Energy Metabolism In Pd

Although the etiology of PD is unknown, the possibility of an underlying defect in mitochondrial metabolism has been addressed in several biochemical studies (76). There is evidence of reduced complex I activity in the substantia nigra in PD, and Gu et al. have suggested that a mitochondrial DNA abnormality may underlie this complex I defect in at least a subgroup of PD patients (77). Studies in other tissues, however, have produced conflicting results, perhaps in part because biochemical studies involve removal of mitochondria from their natural milieu, with consequent mechanical disruption and a loss of normal control mechanisms. In contrast, MRS provides the potential to study mitochondrial metabolism in vivo.

The rate of intracellular energy metabolism is reflected by the ratio of inorganic phosphate (Pi) to phosphocreatine (PCr), readily measured with 31P-MRS. The measurement of this ratio in resting muscle has been shown to be a useful diagnostic test for mitochondrial disease (78). Penn et al. have used 31P-MRS to investigate energy metabolism in muscle in patients with PD. The Pi/PCr ratio was significantly increased in PD, suggesting a small, generalized mitochondrial defect (79). Further studies are needed to determine whether these changes are limited to a clinically definable subset of parkinsonian individuals. 31P-MRS studies of brain have recently been reported in MSA and PD (80). In these studies, patients with MSA showed significantly increased Pi content and reduced PCr content, whereas those with PD showed significantly increased Pi but unchanged PCr, suggesting abnormal energy metabolism in both disorders.

The combination of 31P-MRS and fluorodeoxyglucose/PET has been used to suggest that temporoparietal cortical glyco-lytic and oxidative metabolism are both impaired in non-demented PD patients (81). These observations are consistent with a previous report of temporoparietal cortical reduction in NAA/Cr ratio in nondemented PD patients, which correlated with measures of global cognitive decline independently of motor impairment (73).

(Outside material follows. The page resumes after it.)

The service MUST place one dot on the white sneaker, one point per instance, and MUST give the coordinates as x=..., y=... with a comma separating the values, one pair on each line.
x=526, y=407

An alternate approach to study energy metabolism is with 1H-MRS. Normal brain energy production is derived from the oxidative metabolism of glucose by way of the Krebs cycle and, ultimately, the electron transport chain. A defect at the level of either of the two latter processes will result in decreased metabolism of pyruvate through these pathways, and increased production of lactate. Regional brain lactate concentrations can be readily assessed with 1H-MRS. For example, this methodology has been used to demonstrate increased occipital lactate levels, thereby suggesting impaired energy metabolism in Hunting-ton's disease (82). We have found similar changes in some but not all patients with PD (W. R. W. Martin, unpublished observations), providing further evidence for the presence of a mito-chondrial defect in this disorder. In contrast, however, Hoang et al. (83) have reported normal energy metabolism in the putamen and in occipital and parietal lobes when using both 31P- and 1H-MRS in patients with PD.